Do you think rebuilding arm-linux-androideabi-gcc on Linux to check if the generated code is the same is worth the time or is there no chance whatsoever that it can make a difference ?
Comment 10 Richard Earnshaw 2012-11-30 14:40:07 UTC
(In reply to comment #9)
> Do you think rebuilding arm-linux-androideabi-gcc on Linux to check if the
> generated code is the same is worth the time or is there no chance whatsoever
> that it can make a difference ?

Well if you're building a cross compiler, there is always the possibility that your host compiler has mis-compiled GCC.  It would be worth double-checking by building your compiler on a different host.
Comment 11 Richard Earnshaw 2012-11-30 14:55:25 UTC
Something else to check is that you are using the version of arm_neon.h that comes with gcc-4.8.  This file has to match the version of GCC it was designed for.
Comment 12 Eric Batut 2012-11-30 15:16:47 UTC
(In reply to comment #11)
> Something else to check is that you are using the version of arm_neon.h that
> comes with gcc-4.8.  This file has to match the version of GCC it was designed
> for.


The arm_neon.h file is properly copied to the right place bu the build script, and inserting a #error in there did cause my build to fail, so I think I have the right one.

I am setting up my Linux VM to rebuild arm-linux-androideabi-gcc to check if it behaves the same as the Mac-built version does.

Thanks a lot for your help in sorting this out.

Best Regards,
Eric
Comment 13 Eric Batut 2012-11-30 16:16:36 UTC
Richard,

After a clean checkout of gcc's trunk and of the Android NDK r8b package and tools, I rebuilt arm-linux-androideabi-gcc on a Ubuntu VM using gcc 4.5.1. I then rebuilt my testcase with "-O1" and "-O1 -fno-dse", and the same difference is there: d19 and d21 are used as sources for the two vmovl.s8 instead of d18 and d20.

I attach a new tarball with the (very slightly) modified source I am using, the two assembly files that are generated, and the two binary files (they should run on any Android device, no fancy stuff here).

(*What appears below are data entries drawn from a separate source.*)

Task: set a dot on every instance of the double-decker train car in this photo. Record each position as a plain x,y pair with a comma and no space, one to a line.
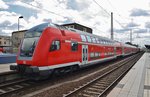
49,47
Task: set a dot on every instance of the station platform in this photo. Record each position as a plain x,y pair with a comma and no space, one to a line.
5,67
136,83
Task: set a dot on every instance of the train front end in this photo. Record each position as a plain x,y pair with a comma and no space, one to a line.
33,51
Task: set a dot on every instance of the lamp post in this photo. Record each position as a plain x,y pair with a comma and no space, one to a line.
18,21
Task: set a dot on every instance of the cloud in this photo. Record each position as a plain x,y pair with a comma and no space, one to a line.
139,12
147,25
140,31
131,25
3,5
121,30
78,5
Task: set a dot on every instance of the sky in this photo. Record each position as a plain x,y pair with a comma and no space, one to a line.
129,15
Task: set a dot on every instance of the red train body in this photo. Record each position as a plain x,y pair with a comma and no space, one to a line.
48,47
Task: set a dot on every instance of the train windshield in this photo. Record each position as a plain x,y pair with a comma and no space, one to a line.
30,40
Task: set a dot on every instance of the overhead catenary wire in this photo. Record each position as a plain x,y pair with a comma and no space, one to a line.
108,13
45,10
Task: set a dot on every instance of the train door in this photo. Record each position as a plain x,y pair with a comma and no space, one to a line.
84,54
115,51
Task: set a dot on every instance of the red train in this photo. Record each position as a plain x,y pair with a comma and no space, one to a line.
1,50
49,47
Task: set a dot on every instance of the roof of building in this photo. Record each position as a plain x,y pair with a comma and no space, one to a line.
76,24
19,31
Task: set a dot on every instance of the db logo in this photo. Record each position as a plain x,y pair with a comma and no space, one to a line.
24,62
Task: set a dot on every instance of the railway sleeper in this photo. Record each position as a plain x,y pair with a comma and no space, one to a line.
96,90
91,92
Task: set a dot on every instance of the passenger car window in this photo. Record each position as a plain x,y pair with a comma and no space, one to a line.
74,46
83,38
89,38
55,45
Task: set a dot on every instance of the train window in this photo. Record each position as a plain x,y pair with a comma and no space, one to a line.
55,45
74,46
89,38
83,38
97,40
91,55
93,39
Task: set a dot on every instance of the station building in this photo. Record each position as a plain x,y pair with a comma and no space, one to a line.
17,36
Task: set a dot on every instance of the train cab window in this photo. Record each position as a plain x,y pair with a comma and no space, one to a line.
97,40
83,38
93,39
55,45
89,38
74,46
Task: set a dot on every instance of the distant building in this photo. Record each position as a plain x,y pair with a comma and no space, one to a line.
78,27
5,41
17,36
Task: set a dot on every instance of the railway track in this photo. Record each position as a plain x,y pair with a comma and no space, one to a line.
14,86
100,86
19,85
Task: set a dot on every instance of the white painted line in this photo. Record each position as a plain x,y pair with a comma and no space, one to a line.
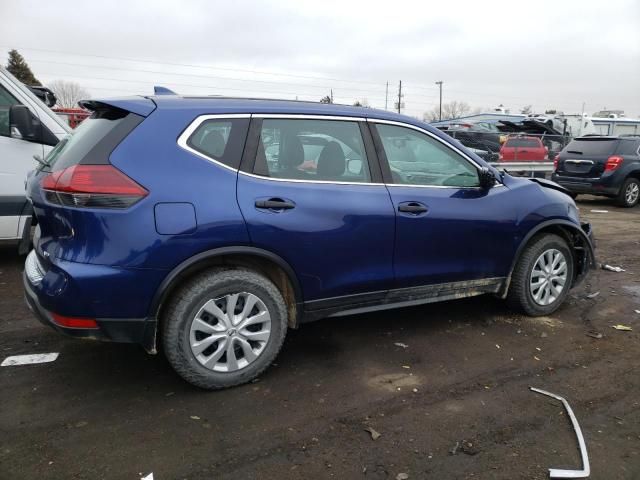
29,359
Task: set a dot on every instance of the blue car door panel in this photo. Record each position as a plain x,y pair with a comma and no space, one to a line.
310,199
448,229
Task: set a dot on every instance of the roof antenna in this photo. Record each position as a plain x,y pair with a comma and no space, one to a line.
157,90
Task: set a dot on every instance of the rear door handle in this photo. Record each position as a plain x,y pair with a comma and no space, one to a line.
415,208
275,204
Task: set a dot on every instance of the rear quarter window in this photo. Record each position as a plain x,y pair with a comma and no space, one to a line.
628,147
94,139
220,139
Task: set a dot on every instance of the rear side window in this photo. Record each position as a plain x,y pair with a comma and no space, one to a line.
593,147
299,149
221,139
523,142
94,139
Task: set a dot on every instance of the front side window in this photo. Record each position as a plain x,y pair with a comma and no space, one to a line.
417,159
6,101
301,149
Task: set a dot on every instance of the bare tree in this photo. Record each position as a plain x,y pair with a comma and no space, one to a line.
68,93
450,110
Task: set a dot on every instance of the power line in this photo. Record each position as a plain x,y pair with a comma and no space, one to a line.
262,72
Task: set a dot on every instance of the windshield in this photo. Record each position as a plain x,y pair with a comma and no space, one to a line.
593,147
523,142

Could you please use your local build of gcc to generate the same assembly files so that we can compare the function bodies?

Best Regards,
Eric
Comment 14 Eric Batut 2012-11-30 16:20:10 UTC
Created attachment 28840 [details]
Second repro case with source code, build script, assembly files and binary files
Comment 15 Richard Earnshaw 2012-11-30 17:29:01 UTC
OK, there's definitely something fishy going on here.  I'm re-opening this for now until I can look into it properly.
Comment 16 Richard Earnshaw 2012-11-30 18:50:11 UTC
I need to do some more digging, but it looks like it is the cprop_hardreg pass that is really going wrong.  My suspicion is that the pass is seeing

  vswp  D18, D19 // D19 is unused afterwards
  use   D18

and trying to remove the vswp operation entirely, by substituting D19 in for D18, to give:

 use D19

When doing this it really needs to delete the insn, but it fails to do so.  The result is that the code is now incorrect.

Bernd, I think you were the last to touch this, can you shed any further light on the issue?